Kelsey Moskovits and her father David, lead the team together.
Mainland High School’s head softball coach Kelsey Moskovits was raised in a sports-oriented family.
She played T-ball at 3 years old, was chastised when she said baseball was "just a sport," and rebelled when she got older by playing soccer. In high school, she was always a three-sport athlete: softball, soccer and golf.
Moskovits and her dad, who is Mainland’s assistant softball coach, have always been close. David Moskovits was a high school teacher for 45 years and coached baseball for over 30 of those years. When Kelsey Moskovits played on the New Smyrna Beach High School softball team, her father quit coaching baseball and joined their softball program as an assistant coach. He also got his bus driving license so he could drive her soccer team to their games.

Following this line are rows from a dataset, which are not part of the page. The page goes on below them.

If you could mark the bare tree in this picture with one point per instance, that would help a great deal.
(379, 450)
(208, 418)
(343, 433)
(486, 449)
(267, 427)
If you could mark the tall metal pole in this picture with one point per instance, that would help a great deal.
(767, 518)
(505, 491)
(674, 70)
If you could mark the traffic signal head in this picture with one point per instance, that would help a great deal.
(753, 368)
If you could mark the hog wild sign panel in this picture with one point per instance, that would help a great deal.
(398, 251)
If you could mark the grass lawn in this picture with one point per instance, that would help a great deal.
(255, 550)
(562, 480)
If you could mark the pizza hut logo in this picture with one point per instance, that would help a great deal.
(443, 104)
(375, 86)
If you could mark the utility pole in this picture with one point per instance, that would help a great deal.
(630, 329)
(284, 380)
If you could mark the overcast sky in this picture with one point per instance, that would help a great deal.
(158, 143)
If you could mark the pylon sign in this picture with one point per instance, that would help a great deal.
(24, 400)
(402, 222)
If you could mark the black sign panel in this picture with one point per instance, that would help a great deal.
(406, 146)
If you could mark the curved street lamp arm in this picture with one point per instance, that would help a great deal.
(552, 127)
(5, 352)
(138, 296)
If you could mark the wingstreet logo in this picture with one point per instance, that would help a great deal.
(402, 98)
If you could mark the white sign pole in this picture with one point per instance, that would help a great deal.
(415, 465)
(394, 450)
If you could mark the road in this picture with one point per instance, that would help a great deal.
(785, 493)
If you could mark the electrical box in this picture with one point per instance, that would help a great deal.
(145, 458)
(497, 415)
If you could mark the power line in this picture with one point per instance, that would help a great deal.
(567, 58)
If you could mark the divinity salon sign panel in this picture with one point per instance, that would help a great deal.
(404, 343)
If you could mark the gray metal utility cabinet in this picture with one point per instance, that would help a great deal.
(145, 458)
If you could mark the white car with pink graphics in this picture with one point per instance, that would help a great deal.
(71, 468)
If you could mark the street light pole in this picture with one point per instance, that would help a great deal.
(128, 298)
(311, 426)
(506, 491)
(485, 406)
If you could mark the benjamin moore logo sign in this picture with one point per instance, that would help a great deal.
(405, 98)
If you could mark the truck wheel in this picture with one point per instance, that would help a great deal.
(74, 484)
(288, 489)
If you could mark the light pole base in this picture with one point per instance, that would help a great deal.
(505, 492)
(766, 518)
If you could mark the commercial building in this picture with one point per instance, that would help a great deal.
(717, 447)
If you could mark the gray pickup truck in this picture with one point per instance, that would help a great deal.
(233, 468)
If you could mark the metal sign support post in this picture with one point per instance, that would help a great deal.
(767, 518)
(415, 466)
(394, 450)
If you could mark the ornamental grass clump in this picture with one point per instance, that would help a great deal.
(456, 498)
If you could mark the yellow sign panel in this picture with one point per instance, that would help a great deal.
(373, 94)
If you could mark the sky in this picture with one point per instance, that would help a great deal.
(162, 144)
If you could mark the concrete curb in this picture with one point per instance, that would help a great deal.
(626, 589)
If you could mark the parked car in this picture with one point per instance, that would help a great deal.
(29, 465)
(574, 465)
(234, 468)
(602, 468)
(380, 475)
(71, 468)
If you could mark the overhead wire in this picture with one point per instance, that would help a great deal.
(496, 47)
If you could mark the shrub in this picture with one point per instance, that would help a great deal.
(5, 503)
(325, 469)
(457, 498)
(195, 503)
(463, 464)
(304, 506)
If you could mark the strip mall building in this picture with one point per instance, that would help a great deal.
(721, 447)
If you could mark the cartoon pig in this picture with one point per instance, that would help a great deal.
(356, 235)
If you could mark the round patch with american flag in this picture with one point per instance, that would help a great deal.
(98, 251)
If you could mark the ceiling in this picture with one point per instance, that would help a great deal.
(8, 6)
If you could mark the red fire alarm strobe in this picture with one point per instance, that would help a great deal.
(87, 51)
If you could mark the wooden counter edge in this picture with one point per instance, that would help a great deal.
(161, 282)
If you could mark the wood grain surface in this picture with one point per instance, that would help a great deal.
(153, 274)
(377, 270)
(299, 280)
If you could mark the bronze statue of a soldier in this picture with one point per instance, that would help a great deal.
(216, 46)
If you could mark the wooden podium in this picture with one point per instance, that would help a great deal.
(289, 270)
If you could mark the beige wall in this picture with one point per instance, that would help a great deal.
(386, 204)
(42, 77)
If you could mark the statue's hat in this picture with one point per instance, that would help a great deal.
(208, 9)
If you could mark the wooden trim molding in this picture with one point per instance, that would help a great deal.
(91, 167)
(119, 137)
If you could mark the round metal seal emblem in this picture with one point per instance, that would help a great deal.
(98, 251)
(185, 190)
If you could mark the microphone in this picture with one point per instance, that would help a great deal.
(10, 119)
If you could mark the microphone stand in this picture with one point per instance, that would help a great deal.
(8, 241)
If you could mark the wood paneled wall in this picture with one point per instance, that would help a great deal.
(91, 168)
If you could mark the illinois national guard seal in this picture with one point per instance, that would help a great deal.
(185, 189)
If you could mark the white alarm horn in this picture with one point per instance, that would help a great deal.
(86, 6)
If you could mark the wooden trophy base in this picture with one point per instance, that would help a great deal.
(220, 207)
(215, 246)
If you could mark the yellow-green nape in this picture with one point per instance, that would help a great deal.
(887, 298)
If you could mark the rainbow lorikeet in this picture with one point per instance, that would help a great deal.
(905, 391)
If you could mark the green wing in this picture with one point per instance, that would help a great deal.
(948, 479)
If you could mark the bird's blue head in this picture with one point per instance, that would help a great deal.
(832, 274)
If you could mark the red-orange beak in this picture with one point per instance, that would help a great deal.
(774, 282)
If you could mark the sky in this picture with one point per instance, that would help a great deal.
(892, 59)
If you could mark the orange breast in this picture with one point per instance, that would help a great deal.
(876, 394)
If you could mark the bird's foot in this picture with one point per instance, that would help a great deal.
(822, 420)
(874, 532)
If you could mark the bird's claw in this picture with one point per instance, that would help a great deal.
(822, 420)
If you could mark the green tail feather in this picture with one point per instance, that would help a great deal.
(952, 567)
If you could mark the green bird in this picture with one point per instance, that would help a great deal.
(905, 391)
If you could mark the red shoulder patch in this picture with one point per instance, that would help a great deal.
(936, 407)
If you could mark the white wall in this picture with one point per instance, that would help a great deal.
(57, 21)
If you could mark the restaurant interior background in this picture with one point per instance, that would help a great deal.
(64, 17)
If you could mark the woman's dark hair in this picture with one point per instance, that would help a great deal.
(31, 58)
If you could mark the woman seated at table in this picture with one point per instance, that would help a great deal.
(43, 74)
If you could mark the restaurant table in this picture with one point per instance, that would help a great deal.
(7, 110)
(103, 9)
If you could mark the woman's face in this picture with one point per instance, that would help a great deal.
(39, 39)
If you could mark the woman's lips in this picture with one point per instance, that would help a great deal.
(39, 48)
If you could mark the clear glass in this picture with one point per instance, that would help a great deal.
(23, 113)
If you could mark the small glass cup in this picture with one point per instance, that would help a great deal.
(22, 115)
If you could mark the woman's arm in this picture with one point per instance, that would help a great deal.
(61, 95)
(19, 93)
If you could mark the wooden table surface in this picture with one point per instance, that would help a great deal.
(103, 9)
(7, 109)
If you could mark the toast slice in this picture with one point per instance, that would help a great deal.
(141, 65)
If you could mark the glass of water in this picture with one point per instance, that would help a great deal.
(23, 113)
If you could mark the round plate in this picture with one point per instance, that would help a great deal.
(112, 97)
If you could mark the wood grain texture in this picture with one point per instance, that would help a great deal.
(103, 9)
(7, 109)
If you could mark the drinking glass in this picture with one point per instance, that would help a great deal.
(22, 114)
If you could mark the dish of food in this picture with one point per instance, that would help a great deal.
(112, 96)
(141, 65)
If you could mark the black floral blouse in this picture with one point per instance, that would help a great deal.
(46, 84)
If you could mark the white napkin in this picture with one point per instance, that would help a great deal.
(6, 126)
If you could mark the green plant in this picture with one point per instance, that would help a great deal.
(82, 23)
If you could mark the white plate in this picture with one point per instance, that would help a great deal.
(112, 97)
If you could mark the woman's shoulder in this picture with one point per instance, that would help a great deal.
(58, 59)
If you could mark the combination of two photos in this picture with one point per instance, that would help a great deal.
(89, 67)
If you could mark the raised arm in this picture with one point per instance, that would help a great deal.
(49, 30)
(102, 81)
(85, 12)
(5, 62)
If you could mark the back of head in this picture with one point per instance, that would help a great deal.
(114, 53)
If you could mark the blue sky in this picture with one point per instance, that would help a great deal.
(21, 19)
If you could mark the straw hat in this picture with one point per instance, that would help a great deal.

“When I was a kid, our lives revolved around baseball,” Moskovits said. “I actually rebelled against it when I was really young. I didn’t want to play baseball. I wanted to play soccer and that was my thing for a while. But in seventh grade, I started playing softball and soccer was kind of doomed after that because I really loved ball.”
Following high school, Moskovits attended the University of Central Florida but decided, as a self-proclaimed nerd, she would focus on her academics. She did not play for UCF but discovered their student-run, self-governed club ball organization. She joined the ranks of many Division 1 softball players and played until she graduated with a dual major in history and political science and a minor in philosophy. She joined the Teach for America program and, after a couple of teaching stints in Arkansas and Washington D.C., she began teaching at Mainland four years ago.
It was not a surprise when she asked her dad to be her assistant coach after taking on the head coach position for the Buccaneers for the 2018-2019 season.
“My dad and I are a lot alike,” Moskovits said. “We are the same person but we argue. From a head coach’s perspective, it’s ideal to have someone that will challenge you and your beliefs. You don’t want someone to agree with you all the time because that’s not how you get better. It’s really an ideal situation all around because we get to spend a lot of time together but my program wouldn’t be half of what it is without his perspective.”
Mainland’s softball team is in a rebuilding phase. Moskovits’ focus moving forward is on teaching her team to trust the process. Put the ball in play, make the plays on defense, take risks and be aggressive.